June 20th, 2007 at 7:20 am
Elizabeth, I’ve traveled with my own father, but never anything close to this far. Thank you for sharing this lovely piece.
June 20th, 2007 at 8:52 am
Beautiful piece, Elizabeth. Very moving. Very personal for me in some ways, too. Maybe we’ll be able to talk about it someday.
June 22nd, 2007 at 11:08 am
This is an AMAZING piece, Liz, just amazing — so carefully and beautifully crafted — and the craft is vitally important; it’s so important and necessary to place each word and sound and image and white space over and in opposition to the horror of Buchenwald, of all that happened each minute there.
What I most love about this is the stunning restraint. Inside the writing is the sound of the 10,000 voices, yet it’s all the more powerful for being indirect. Your images and metaphors carry so much powerful significance — those glinting fish, the green of the trees slowly creeping toward the wire, the dusty ground, the twisting road . . . . the whole world, first of Hamburg and then of Buchenwald, is re-created here, so that it’s made real, both in 1944 and 1945, and in the present of your visit with your wonderful, thoughtful, courageous father.
Do you have a memoir here, growing? I think so.
June 23rd, 2007 at 5:16 pm
this is a moveing story,I just cannot imangine the terror that your dad went through. I pray that this is NEVER repeated ever again by any one to any one again.
Unfortunely that is not the case all we have to do is look in places like Africa and the middle east,and even in Iraq.
June 23rd, 2007 at 5:28 pm
Liz, having just returned from visiting the Anne Frank House, the Jewish Museum and the Dutch Resistance Museum in Amsterdam, your piece was especially powerful for me. You have a unique gift for personalizing the horror of the Holocaust, so that the 6 million atrocities become very accessible on the individual level, the universal suffering becomes tangible through your words about yourself and your dad. As you did in The Speed of Light and Blue Nude, you make this seminal event of the human history so palpable to us all. Thanks again for all your bring to this world and no matter what, keep on writing!

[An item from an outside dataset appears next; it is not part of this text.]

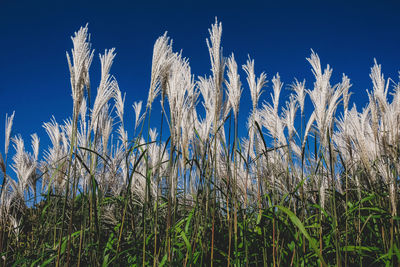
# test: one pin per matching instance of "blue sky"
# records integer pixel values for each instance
(278, 35)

July 1st, 2007 at 11:28 pm
Liz….What everyone else said. Also, the extraordinarily surprising juxtaposition of
images. As in the paragraph when your father finds a tiny dark granule in his urine, saves it to show his doctor and you walk through the fish market among the fish parted from the water forever. And that’s just one example. Wow.
July 27th, 2007 at 5:53 am
Ms. Rosner, thank you for sharing such a personal experience with us. As you and your father passed through the gates of Buchenwald, I feel myself walking silently by your side, seeing what you see, feeling what you felt. Thank you again.